The reader commented thus:
As Strongbad would say, "So friggin' what?"
All that verbosity, and what's your point? Do you actually claim Romney, or any other Republican currently running for president, would do better?
Let's put the "Romney is more viable" thing to bed once and for all. Huckabee can't win outside the South. Romney can't win in the South. McCain has the broadest appeal, and he beats Hillary in the general:
"Hillary Clinton will help drive conservatives and independents McCain's way overnight," said Republican strategist Scott Reed. "I believe that would be a more attractive race for Republicans."
Former Massachusetts Gov. Mitt Romney matches up far worse against the two Democrats. In polls on a head-to-head matchup with Mrs. Clinton stretching back more than a year, Mr. Romney topped the senator just twice in 77 surveys.
In 55 polls against Mr. Obama, he lost in every one. An ABC News/Washington Post poll from Friday put the senator up by 25 points.
Now, much of the reader's argument is based on head-to-head polls 9-10 months out that show that McCain can beat Hillary or Barak in November and that Romney can't. Remember who was the prohibitive Republican front runner for nearly all of 2007 according to the polls? Rudy Giuliani. Remember how every poll in NH showed Barak beating Hillary? Whether there are 2 polls or 200 all saying the same thing, polls are a notoriously unreliable indicators in general and are bordering on meaningless this far out.
The second part of the reader's argument trots out the meme that the conservative base will be scared into voting for McCain by the prospect of a Hillary Clinton presidency. This hasn't been borne out by the results thus far. Hillary Clinton has been the odds-on favorite to win the Democratic nomination all along (and probably still is despite Barak's strong campaign) and conservatives have, nevertheless, overwhelmingly NOT voted for McCain. The conservative base in the 28 states that have voted so far have had a chance to huddle behind McCain to protect them from evil HRC and they haven't done so.
It's true that McCain has a much broader appeal with moderates and independents, but he has not shown any strength with the base whatsoever. The whole point of my post was that the majority of the states that have propelled McCain into the lead will not be in the Republicans' column in November no matter who becomes the nominee.
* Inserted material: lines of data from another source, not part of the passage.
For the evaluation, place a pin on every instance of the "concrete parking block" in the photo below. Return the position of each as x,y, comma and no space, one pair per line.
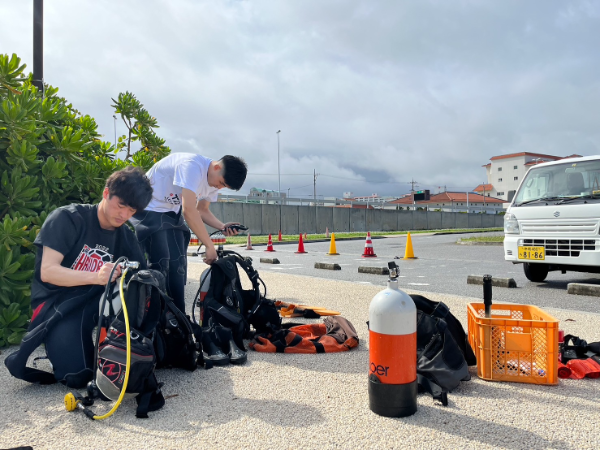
327,266
269,260
374,270
583,289
498,282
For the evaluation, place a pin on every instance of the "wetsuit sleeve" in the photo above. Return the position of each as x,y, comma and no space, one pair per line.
132,249
59,232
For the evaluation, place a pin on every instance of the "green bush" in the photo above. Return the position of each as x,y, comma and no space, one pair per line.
51,155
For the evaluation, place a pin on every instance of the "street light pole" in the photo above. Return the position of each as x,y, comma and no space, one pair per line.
38,45
279,178
115,126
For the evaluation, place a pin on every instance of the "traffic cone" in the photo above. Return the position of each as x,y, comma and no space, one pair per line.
270,245
301,245
409,254
332,249
369,253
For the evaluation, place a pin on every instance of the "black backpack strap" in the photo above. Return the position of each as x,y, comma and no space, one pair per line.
436,391
151,399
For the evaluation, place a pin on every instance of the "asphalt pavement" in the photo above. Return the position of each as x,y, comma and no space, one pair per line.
442,267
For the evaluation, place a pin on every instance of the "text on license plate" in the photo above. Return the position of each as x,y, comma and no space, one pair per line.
532,253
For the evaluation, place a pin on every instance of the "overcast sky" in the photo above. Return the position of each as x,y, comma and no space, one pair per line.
370,94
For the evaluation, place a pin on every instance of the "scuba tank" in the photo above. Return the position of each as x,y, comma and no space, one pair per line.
393,382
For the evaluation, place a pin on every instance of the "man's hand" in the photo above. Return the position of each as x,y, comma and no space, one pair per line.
104,273
210,256
228,231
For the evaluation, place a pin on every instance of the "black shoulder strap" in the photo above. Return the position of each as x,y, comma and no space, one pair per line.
436,391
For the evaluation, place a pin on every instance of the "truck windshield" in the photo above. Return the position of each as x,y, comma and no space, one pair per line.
560,181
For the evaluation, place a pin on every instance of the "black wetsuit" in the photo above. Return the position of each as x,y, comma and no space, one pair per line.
64,317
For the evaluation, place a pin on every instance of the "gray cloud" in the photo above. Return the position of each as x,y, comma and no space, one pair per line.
369,94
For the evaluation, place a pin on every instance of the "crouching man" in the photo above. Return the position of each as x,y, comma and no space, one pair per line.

Romney and Huckabee have won nearly all of the "red" states that have voted thus far, despite the fact that McCain has won the moderate and independent votes in nearly all of those same states. There simply aren't enough moderates and independents to push McCain to a win in November if the base stays home.
To answer the reader's question, yes, I believe Romney would do better than McCain in November. First, he's won more conservative votes than either McCain or Huckabee, which is a clear indication that he has a good shot at rallying the base. Second, Romney hasn't won any Southern states, but he also hasn't been routed in any of them, with the exception of Arkansas. There is no reason to believe that Romney couldn't carry these very red states if he were the nominee (thus taking Huckabee out of the equation), again given his demonstrated strength with the base.
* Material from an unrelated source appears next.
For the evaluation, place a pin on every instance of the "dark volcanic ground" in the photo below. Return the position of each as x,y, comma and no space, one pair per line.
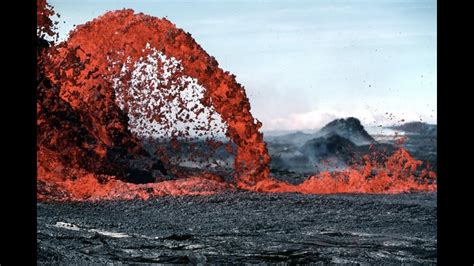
242,227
Lastly, let's not forget that the Democrats are energized, organized, and have a ton of money. McCain mismanaged his campaign nearly to the point of extinction when the race had barely heated up last summer, and had to pledge his donor lists as collateral to get a $3 million loan to keep his campaign afloat in the fall. His fund raising "prowess" is exceptionally weak, and his campaign has very little ground organization. McCain's ability to manage a large campaign enterprise has not been demonstrated by any objective measure. Romney has raised more money than any other Republican, and has done little but manage large enterprises his whole life.
Not to mention that Romney has his personal wealth to draw on, he has no issues in terms of age or health (McCain will be 12 or 26 years older than the Democrat), he has no personal baggage (McCain's temper, Keating 5, multiple affairs, leaving his sick wife, etc.), and he has actual executive experience which neither McCain, Clinton, or Obama can claim.
So, in all of my verbosity, yes, I think that Romney would stand a better chance of winning against the Democrats in November. But, alas, the blue states and the 10-month-out polls say otherwise.